WiredTiger

WiredTiger is a high-performance, open-source storage engine used by MongoDB to store and manage data.

WiredTiger is designed to support high concurrency and high throughput workloads while maintaining low latency and high reliability. It is optimized for modern hardware architectures, including solid-state drives (SSDs), multi-core processors, and large memory configurations.

Key features of WiredTiger:

  • Document-level concurrency control: Allows multiple operations on the same document to be processed concurrently, improving performance and reducing lock contention.

  • Compression: WiredTiger supports both snappy and zlib compression, reducing the storage footprint of data on disk.

  • Memory management: WiredTiger manages memory usage dynamically, optimizing memory allocation based on workload and available resources.

  • Transactional support: WiredTiger provides support for ACID (Atomicity, Consistency, Isolation, Durability) transactions, enabling safe concurrent access to data.

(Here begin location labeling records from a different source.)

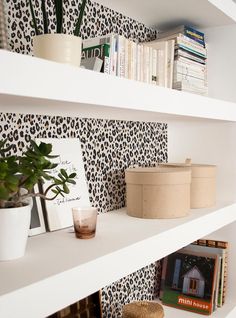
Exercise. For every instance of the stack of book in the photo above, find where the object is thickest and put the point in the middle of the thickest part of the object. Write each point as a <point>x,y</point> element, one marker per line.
<point>3,33</point>
<point>189,71</point>
<point>177,59</point>
<point>194,278</point>
<point>128,59</point>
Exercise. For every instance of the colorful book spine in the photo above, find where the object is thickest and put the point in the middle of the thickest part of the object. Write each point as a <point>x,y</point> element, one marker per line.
<point>101,51</point>
<point>3,31</point>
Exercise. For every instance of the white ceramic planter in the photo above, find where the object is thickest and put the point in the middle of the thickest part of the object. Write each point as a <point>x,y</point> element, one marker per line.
<point>62,48</point>
<point>14,229</point>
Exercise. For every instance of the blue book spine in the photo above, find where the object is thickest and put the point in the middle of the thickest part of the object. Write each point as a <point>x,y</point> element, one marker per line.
<point>194,34</point>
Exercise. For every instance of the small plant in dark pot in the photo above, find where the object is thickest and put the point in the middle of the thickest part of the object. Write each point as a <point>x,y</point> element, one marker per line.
<point>18,176</point>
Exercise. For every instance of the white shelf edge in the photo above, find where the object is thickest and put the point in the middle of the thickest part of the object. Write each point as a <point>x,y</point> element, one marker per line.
<point>40,80</point>
<point>122,245</point>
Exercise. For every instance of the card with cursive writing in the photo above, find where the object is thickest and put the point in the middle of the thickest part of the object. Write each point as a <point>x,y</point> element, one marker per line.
<point>59,214</point>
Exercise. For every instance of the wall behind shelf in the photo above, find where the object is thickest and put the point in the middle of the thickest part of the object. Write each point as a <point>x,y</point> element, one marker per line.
<point>108,146</point>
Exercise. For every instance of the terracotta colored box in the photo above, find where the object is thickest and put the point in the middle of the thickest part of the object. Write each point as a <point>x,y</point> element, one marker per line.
<point>203,184</point>
<point>158,192</point>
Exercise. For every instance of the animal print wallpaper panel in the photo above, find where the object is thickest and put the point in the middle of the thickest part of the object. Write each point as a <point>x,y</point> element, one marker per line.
<point>108,146</point>
<point>98,20</point>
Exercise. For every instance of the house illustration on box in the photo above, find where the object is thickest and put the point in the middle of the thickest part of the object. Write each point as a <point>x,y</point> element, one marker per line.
<point>193,280</point>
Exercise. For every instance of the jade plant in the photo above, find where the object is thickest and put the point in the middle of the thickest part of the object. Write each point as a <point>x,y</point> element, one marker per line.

  • Checkpointing: WiredTiger periodically writes data to disk in the background, reducing the time required for recovery after a crash.


MongoDB config file explained

Example Config -

systemLog:
  destination: file
  path: "/var/log/mongodb/mongod.log"
  logAppend: true
storage:
  journal:
    enabled: true
processManagement:
  fork: true
net:
  bindIp: 127.0.0.1
  port: 27017
setParameter:
  enableLocalhostAuthBypass: false
  • systemLog contains configuration info such as path to log file, should logs be appended or added each time. destination: file means logs must be added to file rather than syslog or console options.

  • processManagement configuration option in MongoDB controls how the mongod or mongos process is managed. One of suboptions is fork which controls whether process should run in background or foreground.

  • storage is another option which has suboption like dbpath where we specify the db path specifically. journal configuration controls whether MongoDB uses a write-ahead log, or journal, to ensure data consistency in the event of a crash or other failure. journal - A sequential, binary transaction log used to bring the database into a valid state in the event of a hard shutdown. Journaling writes data first to the journal and then to the core data files. When journal is set to true, MongoDB will write all changes to the database to the journal file before they are written to the data files. This ensures that if a crash or other failure occurs, MongoDB can recover the most recent consistent state of the database by replaying the changes in the journal. If set to false it does not use a write-ahead log, and changes to the database may be lost in the event of a crash or other failure. It can give better performance which comes at a cost.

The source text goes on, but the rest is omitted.